Potential applications of this technology:

  • Image recognition: The method can be used to train DNNs for tasks like object detection and classification in images.
  • Natural language processing: DNNs trained using this method can be applied to tasks like sentiment analysis, language translation, and text generation.
  • Speech recognition: The method can be used to train DNNs for speech recognition and voice command systems.

Problems solved by this technology:

  • Overfitting: The use of diversity loss helps prevent overfitting by encouraging the heads to learn different representations of the data.
  • Lack of diversity in ensembles: By duplicating and modifying heads, the method increases the diversity within the ensemble, leading to improved performance.

Benefits of this technology:

  • Improved accuracy: The use of diversity loss and budding ensemble architectures can lead to higher accuracy in DNN models.
  • Robustness: The diversity within the ensemble makes the DNN more robust to variations in the input data.
  • Efficient training: The method allows for efficient training of DNNs with budding ensemble architectures, reducing the computational resources required.
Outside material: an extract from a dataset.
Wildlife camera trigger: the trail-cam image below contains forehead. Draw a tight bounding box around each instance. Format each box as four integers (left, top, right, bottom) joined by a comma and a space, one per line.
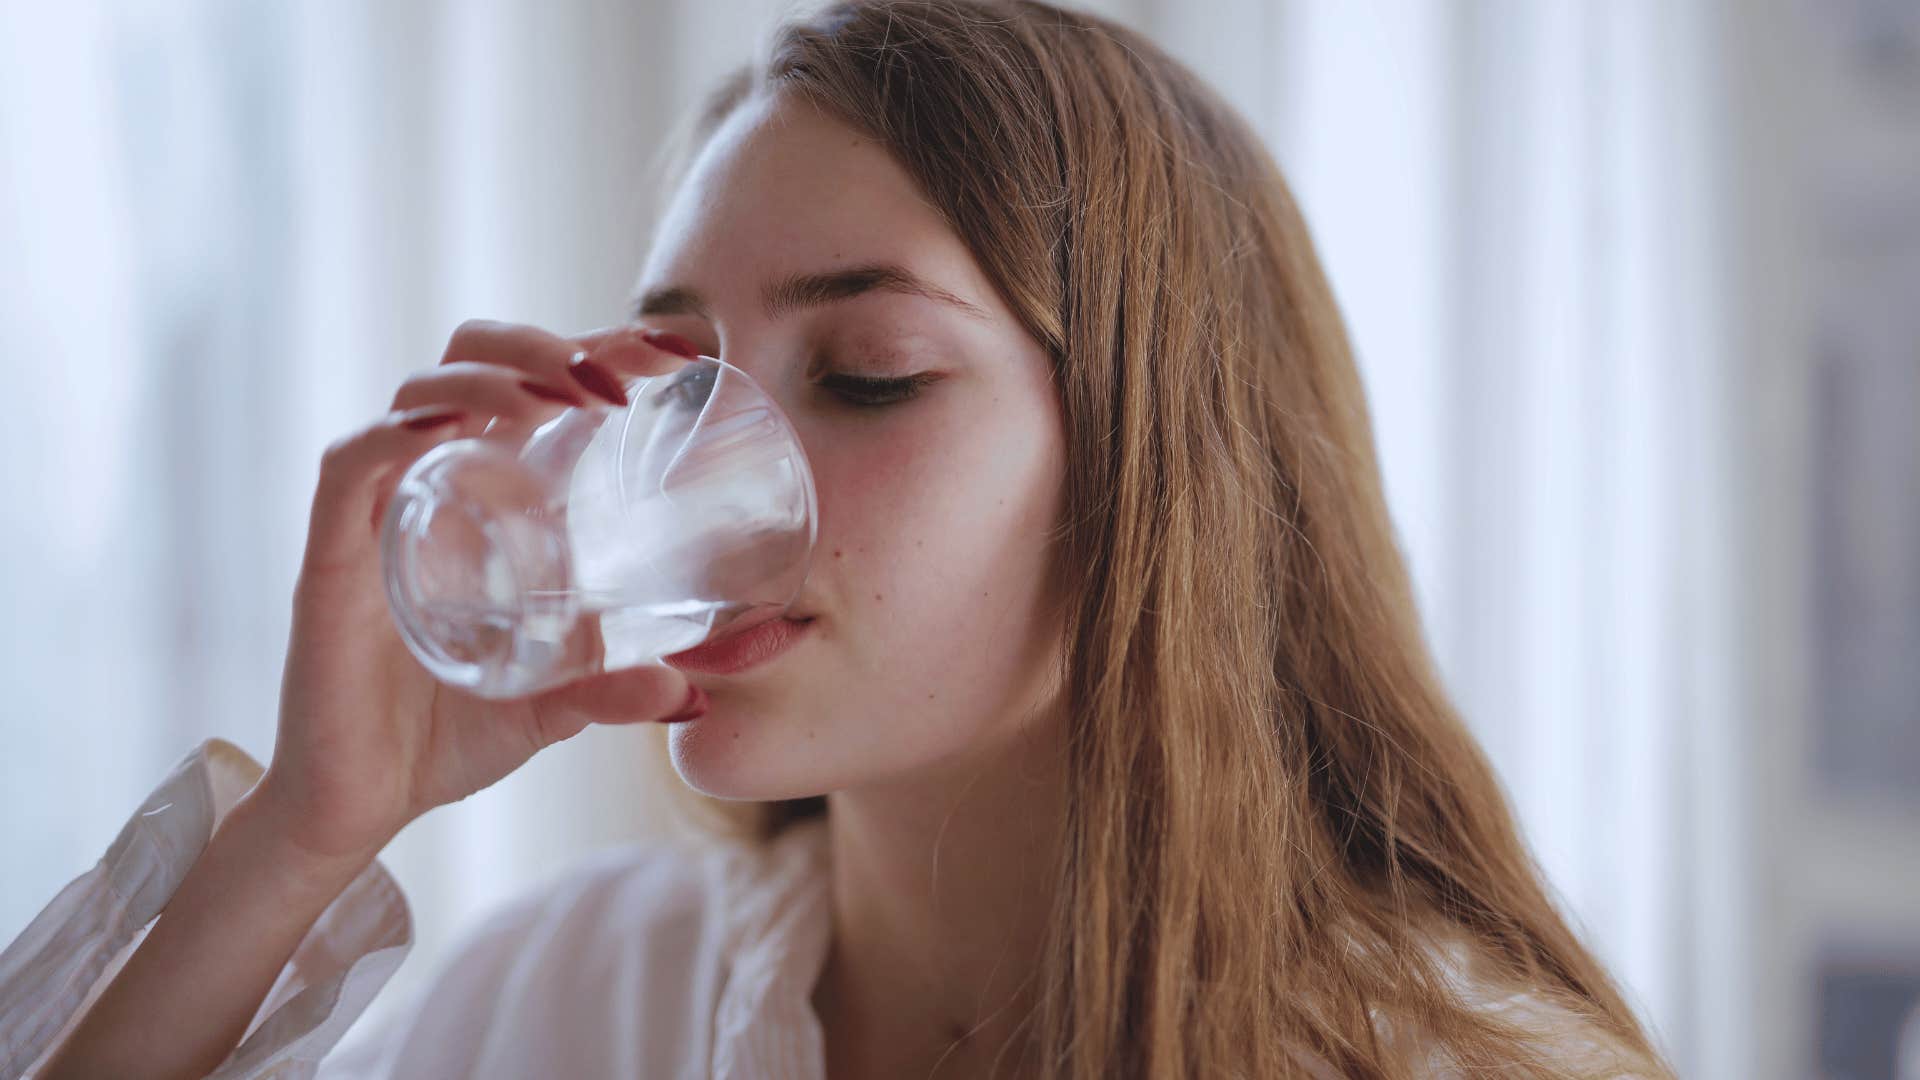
639, 93, 979, 306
Original Abstract Submitted

Deep neural networks (DNNs) with budding ensemble architectures may be trained using diversity loss. A DNN may include a backbone and a plurality of heads. The backbone includes one or more layers. A layer in the backbone may generate an intermediate tensor. The plurality of heads may include one or more pairs of heads. A pair of heads includes a first head and a second head duplicated from the first head. The second head may include the same tensor operations as the first head but different internal parameters. The intermediate tensor generated by a backbone layer may be input into both the first head and the second head. The first head may compute a first detection tensor, and the second head may compute a second detection tensor. A similarity between the first detection tensor and the second detection tensor may be used as a diversity loss for training the DNN.